Nach dem Abstieg in die Dunkelheit kam der Aufstieg ans Licht, bei den Lebenden wie bei den Toten.
Falo stand zwar nicht vor einer Wiedergeburt, aber immerhin vor einer Art zweiten Geburt.
Zumindest unmittelbar vor dem Erreichen eines Ziels, auf das er seit acht Jahren hinarbeitete. Vor dem Abschluß einer weiteren Etappe auf seinem Weg, der damit allerdings noch längst nicht zu Ende war.

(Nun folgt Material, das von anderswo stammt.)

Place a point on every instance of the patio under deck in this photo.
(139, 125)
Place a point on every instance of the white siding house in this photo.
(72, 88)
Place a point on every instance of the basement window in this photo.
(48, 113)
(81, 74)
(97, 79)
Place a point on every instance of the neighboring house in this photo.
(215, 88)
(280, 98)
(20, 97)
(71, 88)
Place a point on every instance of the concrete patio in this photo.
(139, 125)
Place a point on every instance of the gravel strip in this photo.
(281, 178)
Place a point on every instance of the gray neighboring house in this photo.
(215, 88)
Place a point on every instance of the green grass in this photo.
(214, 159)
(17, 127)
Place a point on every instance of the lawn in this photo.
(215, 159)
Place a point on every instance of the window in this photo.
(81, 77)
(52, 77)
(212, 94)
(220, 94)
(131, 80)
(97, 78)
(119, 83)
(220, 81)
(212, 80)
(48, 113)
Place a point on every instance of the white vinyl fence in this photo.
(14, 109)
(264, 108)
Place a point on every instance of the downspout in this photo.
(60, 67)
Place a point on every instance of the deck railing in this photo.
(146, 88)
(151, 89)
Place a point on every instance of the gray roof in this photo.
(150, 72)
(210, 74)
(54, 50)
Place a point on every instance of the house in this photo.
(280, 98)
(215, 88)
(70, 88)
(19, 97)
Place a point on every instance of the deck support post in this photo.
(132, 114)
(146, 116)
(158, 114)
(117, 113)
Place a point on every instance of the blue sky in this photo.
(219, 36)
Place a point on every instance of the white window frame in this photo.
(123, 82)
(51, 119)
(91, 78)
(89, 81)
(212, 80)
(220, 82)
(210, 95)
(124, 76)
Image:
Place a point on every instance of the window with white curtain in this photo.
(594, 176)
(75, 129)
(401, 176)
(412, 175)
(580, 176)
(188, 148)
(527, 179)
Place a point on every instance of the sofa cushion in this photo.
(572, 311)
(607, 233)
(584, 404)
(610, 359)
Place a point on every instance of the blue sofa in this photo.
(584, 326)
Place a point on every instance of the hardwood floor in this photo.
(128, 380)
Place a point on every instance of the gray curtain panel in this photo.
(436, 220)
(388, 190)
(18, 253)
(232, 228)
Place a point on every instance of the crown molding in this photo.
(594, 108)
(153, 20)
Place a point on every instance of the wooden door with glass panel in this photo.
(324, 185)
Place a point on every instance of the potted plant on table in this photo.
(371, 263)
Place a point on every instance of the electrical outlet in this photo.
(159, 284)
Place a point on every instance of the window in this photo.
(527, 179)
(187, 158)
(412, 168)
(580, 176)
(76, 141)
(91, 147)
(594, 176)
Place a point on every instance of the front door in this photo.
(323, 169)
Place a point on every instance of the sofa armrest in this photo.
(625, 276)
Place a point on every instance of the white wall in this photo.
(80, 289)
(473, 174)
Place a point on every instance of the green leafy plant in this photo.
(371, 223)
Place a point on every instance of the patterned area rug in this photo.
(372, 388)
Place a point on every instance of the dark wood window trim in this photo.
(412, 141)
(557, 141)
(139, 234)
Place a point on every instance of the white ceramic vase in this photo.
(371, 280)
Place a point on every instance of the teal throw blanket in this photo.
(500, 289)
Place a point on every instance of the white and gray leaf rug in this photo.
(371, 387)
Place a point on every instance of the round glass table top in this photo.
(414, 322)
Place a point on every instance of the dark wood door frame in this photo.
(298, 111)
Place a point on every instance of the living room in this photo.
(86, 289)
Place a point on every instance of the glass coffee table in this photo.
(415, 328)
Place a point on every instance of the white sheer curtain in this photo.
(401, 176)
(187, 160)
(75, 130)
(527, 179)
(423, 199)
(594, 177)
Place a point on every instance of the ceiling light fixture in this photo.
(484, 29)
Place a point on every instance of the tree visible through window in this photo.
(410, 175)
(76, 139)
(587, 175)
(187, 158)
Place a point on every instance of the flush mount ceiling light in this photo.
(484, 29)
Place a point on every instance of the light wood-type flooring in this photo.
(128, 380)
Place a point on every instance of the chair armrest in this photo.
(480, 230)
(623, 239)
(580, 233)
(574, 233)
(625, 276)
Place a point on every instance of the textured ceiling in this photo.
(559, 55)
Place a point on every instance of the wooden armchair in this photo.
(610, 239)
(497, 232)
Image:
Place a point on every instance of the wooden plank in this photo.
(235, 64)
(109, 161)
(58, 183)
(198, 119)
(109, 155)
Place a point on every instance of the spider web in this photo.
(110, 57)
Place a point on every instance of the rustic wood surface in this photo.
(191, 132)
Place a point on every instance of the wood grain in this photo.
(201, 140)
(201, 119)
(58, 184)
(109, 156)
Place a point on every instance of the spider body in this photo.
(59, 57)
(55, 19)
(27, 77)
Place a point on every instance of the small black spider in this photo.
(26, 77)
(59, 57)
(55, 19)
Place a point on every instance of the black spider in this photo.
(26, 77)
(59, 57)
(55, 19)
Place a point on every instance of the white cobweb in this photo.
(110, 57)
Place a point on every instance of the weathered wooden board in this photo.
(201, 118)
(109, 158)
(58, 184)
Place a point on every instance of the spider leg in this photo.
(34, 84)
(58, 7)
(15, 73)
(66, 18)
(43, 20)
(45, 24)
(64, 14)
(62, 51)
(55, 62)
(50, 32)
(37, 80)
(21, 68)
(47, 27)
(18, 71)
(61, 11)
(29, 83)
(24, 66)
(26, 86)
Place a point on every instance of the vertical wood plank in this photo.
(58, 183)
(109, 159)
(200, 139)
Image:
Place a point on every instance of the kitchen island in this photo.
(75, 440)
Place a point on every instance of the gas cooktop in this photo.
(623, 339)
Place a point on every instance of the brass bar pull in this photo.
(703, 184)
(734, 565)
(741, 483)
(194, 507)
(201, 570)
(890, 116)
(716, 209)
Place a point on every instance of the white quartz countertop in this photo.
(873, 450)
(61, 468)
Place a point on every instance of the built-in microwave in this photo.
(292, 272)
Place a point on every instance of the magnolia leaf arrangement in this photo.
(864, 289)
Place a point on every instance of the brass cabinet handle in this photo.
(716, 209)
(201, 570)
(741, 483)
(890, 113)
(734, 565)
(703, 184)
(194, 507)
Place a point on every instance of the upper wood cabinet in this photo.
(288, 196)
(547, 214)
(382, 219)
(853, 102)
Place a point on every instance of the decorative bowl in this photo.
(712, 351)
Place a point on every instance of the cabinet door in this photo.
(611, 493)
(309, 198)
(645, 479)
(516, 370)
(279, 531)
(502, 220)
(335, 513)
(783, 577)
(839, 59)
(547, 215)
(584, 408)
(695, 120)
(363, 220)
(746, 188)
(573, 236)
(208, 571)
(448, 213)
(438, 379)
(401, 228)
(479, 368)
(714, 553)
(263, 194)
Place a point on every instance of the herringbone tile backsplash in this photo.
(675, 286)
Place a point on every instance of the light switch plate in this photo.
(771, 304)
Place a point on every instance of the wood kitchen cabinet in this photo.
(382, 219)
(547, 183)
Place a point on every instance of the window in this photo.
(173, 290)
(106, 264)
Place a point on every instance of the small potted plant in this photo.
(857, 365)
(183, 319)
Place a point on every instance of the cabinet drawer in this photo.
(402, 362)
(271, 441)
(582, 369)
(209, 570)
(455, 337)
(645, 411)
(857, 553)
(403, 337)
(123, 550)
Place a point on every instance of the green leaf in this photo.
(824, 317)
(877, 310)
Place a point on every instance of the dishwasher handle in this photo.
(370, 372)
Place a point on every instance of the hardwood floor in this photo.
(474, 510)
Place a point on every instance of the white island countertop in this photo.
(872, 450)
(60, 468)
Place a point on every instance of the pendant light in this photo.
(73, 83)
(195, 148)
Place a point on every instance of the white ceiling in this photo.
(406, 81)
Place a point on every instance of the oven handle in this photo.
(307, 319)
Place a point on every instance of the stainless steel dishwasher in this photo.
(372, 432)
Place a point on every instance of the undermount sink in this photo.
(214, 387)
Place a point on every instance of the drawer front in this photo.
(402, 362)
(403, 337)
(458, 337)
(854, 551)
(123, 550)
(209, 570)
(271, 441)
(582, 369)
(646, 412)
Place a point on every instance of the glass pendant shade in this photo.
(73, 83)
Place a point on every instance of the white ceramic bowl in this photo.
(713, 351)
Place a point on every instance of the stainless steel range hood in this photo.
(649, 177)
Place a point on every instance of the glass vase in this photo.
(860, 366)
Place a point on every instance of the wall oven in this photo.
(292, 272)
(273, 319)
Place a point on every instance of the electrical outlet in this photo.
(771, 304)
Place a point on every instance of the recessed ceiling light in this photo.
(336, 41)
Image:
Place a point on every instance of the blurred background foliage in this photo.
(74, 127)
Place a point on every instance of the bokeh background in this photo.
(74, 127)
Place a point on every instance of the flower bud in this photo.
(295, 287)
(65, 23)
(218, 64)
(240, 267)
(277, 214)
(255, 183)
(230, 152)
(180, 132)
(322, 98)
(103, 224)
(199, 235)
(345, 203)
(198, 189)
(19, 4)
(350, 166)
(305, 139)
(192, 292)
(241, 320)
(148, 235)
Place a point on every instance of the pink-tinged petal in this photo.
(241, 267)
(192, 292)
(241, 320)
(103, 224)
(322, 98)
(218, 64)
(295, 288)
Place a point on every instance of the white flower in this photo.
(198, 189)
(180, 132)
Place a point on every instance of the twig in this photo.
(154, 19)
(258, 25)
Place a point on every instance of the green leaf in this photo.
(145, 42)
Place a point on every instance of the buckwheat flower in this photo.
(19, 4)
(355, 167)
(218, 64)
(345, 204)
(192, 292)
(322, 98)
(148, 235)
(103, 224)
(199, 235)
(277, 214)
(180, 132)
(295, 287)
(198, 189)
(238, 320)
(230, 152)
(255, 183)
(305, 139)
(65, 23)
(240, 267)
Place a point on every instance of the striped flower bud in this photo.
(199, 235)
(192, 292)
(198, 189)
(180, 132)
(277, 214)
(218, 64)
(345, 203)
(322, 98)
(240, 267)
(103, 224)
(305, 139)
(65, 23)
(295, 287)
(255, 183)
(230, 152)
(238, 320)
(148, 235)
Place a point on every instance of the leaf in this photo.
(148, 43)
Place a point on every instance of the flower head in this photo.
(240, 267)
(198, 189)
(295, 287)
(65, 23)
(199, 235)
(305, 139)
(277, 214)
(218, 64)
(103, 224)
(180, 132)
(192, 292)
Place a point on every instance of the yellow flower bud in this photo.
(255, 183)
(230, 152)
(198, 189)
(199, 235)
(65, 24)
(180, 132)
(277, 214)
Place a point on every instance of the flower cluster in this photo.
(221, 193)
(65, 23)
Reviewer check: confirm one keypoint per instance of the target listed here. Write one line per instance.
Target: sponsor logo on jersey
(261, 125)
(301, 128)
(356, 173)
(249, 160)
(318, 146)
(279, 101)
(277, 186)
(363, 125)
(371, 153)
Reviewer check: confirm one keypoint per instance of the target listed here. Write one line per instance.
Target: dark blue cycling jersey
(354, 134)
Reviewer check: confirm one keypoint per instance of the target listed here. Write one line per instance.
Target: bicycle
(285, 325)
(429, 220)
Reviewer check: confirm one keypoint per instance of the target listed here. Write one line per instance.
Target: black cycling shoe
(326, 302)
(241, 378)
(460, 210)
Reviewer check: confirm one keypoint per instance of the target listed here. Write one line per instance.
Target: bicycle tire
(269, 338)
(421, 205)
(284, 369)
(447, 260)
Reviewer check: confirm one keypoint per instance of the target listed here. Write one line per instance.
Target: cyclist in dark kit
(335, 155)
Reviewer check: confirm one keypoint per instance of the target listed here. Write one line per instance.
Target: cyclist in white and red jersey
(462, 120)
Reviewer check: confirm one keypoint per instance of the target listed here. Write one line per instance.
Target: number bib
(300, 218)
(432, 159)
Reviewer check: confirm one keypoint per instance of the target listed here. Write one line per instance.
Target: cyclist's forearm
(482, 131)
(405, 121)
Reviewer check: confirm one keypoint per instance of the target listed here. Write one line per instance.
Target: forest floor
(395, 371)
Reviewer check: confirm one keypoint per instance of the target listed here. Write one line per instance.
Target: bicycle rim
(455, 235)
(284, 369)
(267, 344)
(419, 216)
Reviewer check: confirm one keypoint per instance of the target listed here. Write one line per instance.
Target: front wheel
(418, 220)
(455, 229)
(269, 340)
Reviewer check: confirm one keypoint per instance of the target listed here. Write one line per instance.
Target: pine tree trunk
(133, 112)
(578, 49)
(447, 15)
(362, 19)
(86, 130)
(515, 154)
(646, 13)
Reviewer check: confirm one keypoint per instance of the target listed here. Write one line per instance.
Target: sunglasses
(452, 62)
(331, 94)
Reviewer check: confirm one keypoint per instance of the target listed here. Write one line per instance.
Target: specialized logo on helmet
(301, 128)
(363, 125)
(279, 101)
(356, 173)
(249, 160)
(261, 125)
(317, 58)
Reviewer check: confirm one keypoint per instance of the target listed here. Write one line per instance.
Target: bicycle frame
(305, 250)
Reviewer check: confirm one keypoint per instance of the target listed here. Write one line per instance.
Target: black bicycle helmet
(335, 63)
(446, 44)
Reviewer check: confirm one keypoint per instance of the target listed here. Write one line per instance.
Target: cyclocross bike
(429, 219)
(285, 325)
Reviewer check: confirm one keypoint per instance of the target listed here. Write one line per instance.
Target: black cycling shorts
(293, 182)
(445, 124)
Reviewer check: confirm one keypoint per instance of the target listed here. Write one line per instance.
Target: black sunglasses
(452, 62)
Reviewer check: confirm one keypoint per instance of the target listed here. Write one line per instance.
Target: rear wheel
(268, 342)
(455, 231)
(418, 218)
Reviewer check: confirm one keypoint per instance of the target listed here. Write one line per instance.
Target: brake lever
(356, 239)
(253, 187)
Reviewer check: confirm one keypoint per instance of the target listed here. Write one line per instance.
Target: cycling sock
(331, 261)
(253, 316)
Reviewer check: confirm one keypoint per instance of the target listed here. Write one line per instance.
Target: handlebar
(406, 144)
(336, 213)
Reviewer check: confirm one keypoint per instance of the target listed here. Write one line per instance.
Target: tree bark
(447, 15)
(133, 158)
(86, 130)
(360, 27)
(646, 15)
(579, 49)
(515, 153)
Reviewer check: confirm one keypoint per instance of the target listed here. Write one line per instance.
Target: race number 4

Er legte die Hand auf die Brust, fühlte den kühlen Stoff des Trikots. Eines echten Trikots von Nordstern Terrania, keiner Replik, wie man sie in allen Souvenirläden kaufen konnte. Saugfähige Mikrofasern, die auch nach einhundert Spielminuten noch so kühl und trocken waren wie vor dem Warmmachen. Schmutzabweisende Oberflächenbeschichtungen, an denen kein Grashalm, kein Lehmklümpchen haftete.
Falo schaute an seinem Körper hinab, glaubte das Flimmern der Prallfeldpolster zu sehen, das seine Beine schützte. Er trug die volle Montur, mit der auch die Spieler der ersten Mannschaft bei einem richtigen Match auf den Platz gingen.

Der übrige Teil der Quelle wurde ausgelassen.